Les marches les plus basses pouvaient, en effet, être à la portée du garçon et Citseko sauta pour essayer de s'accrocher aux barres verticales de la rambarde. Même comme cela, il réussit à peine à les frôler. L'héritier d'argent réfléchit deux secondes avant de décider de prendre appui sur la rambarde à sa droite. Il sauta, poussa d'un pied sur la barre de métal et lança ses bras vers l'escalier. L'adolescent réussit à s'accrocher, puis se hissa entre les barres, battant des jambes pour se pousser. Il prit le temps de respirer, une fois sur les marches.

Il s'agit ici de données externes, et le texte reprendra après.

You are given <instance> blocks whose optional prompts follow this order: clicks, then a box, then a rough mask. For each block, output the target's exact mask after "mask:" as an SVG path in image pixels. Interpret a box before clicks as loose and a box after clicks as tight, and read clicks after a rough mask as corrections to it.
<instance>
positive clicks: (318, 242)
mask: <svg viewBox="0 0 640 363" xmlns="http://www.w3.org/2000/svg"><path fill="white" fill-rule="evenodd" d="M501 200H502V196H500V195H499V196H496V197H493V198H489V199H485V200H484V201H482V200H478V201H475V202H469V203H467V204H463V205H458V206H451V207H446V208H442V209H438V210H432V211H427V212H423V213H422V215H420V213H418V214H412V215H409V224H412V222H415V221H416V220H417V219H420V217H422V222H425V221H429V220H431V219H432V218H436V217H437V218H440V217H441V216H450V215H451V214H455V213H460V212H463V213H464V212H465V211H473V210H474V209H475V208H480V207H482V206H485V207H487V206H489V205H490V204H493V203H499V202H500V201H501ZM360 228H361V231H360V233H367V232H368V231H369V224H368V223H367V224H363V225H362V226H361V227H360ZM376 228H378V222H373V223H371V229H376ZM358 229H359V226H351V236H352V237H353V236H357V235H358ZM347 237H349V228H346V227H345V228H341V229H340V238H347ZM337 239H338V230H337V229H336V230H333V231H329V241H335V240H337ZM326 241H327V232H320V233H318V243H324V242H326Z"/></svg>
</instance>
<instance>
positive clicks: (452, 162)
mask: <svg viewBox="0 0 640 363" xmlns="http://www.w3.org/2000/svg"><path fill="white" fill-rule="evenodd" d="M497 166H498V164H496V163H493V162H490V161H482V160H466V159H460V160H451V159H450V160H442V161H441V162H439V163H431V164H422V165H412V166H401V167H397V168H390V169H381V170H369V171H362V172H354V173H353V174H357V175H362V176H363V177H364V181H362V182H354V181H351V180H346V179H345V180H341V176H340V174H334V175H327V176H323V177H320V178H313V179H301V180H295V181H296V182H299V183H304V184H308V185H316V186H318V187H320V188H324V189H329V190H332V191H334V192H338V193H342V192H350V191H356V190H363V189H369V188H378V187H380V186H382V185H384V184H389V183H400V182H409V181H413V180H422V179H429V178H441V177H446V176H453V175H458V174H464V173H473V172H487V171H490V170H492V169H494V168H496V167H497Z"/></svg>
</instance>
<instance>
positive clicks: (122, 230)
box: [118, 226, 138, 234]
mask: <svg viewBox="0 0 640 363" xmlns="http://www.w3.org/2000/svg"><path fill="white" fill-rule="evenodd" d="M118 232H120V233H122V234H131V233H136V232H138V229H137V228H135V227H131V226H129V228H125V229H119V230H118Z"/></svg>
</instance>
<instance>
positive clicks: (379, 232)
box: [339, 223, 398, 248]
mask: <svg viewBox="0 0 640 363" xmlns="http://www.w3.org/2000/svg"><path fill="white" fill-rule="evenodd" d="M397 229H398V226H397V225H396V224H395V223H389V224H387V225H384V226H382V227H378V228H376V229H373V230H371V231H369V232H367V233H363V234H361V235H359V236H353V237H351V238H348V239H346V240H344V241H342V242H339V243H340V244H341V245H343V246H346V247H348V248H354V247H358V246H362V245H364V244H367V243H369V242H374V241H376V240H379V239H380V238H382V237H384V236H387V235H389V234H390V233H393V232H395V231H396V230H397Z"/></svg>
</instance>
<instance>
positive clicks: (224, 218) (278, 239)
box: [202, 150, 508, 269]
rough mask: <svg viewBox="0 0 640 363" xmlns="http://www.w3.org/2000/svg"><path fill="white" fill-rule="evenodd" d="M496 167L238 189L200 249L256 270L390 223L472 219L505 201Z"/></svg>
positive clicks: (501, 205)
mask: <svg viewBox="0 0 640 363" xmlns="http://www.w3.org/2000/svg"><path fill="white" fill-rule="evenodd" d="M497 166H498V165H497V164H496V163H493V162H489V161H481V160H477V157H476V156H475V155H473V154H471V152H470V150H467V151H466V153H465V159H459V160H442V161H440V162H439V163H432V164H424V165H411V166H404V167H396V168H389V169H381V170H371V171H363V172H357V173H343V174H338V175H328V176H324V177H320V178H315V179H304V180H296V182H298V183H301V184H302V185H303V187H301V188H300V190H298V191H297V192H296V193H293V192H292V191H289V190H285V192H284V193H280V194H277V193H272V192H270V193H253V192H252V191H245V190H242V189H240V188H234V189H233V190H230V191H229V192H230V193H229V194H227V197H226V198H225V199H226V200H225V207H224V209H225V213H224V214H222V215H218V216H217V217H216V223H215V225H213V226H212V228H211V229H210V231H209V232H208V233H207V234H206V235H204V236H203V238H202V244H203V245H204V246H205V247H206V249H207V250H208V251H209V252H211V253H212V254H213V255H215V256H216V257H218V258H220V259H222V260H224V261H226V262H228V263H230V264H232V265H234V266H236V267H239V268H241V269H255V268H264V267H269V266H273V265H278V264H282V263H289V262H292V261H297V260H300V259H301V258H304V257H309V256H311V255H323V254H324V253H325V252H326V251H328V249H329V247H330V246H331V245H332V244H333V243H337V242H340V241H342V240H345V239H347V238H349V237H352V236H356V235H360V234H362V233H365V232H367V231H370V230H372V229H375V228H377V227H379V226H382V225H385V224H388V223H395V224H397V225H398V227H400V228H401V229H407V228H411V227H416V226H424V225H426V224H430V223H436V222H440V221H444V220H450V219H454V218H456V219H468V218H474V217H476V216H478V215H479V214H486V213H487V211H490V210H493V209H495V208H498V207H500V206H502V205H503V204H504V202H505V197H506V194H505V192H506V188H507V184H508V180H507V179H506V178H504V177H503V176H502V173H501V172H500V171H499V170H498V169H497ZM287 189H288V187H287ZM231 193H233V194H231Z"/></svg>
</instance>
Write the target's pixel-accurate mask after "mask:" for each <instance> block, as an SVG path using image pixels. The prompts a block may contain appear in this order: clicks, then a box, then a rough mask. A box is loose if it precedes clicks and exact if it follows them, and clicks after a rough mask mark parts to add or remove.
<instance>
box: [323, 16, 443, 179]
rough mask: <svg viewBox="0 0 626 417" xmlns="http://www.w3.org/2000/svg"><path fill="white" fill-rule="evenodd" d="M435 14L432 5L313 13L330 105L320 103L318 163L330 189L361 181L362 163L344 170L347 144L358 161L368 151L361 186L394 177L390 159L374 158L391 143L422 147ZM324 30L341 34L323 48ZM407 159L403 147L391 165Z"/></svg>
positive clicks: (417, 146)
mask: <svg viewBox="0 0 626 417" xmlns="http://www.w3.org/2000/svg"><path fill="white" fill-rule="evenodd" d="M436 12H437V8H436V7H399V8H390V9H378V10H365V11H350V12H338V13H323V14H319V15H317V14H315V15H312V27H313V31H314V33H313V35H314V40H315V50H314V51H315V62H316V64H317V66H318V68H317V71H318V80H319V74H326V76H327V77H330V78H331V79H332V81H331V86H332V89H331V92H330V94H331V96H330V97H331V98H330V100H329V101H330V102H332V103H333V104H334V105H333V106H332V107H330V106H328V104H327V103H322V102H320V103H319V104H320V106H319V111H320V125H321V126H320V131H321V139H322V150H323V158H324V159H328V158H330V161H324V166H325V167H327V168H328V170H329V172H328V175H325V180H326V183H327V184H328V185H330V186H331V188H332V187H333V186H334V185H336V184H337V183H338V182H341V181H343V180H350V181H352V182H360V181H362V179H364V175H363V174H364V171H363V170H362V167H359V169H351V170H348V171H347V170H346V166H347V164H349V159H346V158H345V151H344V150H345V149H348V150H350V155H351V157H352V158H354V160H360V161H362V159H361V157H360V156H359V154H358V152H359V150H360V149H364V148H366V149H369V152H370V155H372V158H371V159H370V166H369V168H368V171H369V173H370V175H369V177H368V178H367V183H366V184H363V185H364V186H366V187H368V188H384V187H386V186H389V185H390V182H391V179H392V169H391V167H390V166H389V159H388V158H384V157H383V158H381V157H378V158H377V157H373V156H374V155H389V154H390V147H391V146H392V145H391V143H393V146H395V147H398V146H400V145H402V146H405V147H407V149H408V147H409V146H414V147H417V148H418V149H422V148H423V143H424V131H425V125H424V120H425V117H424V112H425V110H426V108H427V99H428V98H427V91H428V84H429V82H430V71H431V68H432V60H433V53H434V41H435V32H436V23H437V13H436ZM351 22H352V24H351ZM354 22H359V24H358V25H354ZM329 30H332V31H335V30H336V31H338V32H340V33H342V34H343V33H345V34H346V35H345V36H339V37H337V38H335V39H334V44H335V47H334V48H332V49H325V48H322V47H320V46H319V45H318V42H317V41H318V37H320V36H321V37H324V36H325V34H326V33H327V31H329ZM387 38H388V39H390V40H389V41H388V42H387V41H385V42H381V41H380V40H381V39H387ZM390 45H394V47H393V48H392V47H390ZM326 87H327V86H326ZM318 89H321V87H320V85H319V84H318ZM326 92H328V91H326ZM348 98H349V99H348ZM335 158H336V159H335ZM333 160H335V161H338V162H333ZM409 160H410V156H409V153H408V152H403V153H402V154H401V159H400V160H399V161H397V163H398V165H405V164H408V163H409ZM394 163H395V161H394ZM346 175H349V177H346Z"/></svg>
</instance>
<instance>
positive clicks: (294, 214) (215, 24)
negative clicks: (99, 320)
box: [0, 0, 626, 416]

Neghttris était passé de l'autre côté de sa rambarde, tenant d'une main la barre, il se penchait dans le vide pour garder un œil sur Citseko.
-OK. Hiloy et Falibi, vous repartez par là. Au croisement, vous prenez les escaliers et de là, vous pourrez descendre à la passerelle en-dessous.
Elles obéirent et quand elles se furent exécutées, Neghttris annonça en repassant sur sa passerelle :
-Vous devriez vous retrouver maintenant. Je vais voir si je trouve un moyen de descendre vous rejoindre.
Citseko avait déjà commencé à progresser en direction du duo et ils ne tardèrent pas à se retrouver. Falibi lui fit de grands gestes des bras tout en progressant vers lui. Amusé et soulagé, le garçon eut un demi-sourire à l'attention de la jeune fille. Une fois réunis, Citseko s'inclina rapidement devant Hiloy qui demanda :
-Il y avait qui dans ton groupe, exactement ?
Citseko fit la liste et Falibi observa les alentours quand il eut fini :
-Donc, on est vraiment tous là. Tout le monde a dû nous entendre, non ?
Elle chercha confirmation auprès d'Hiloy, mais son amie se contenta de hausser les épaules. Le sifflement se fit entendre de nouveau et ils levèrent la tête à la recherche de Neghttris.
-Par là.
Hiloy attrapa le bras de Falibi pour la tirer dans la bonne direction. Citseko suivit.
-Attendez-moi ! Attendez-moi !
Le trio fit volte-face pour apercevoir Laxo qui courait quelques étages plus haut à la recherche d'un passage pour les rejoindre. Falibi s'étonna :
-Laxo ? Comment tu nous as trouvé ?
L'interpellée éclata de rire en sautant au bas d'un escalier :
-Je ne crois pas que tu réalises à quel point ta voix porte.
Falibi s'adressa à Citseko et Hiloy :
-Elle a raison. Quiconque l'entend ne peut s'empêcher de venir pour l'écouter de nouveau. Un vrai rossignol.
La Cinquième eut un rire léger en s'avançant en direction de Neghttris :
-Il y a Laxo qui va essayer de nous rejoindre.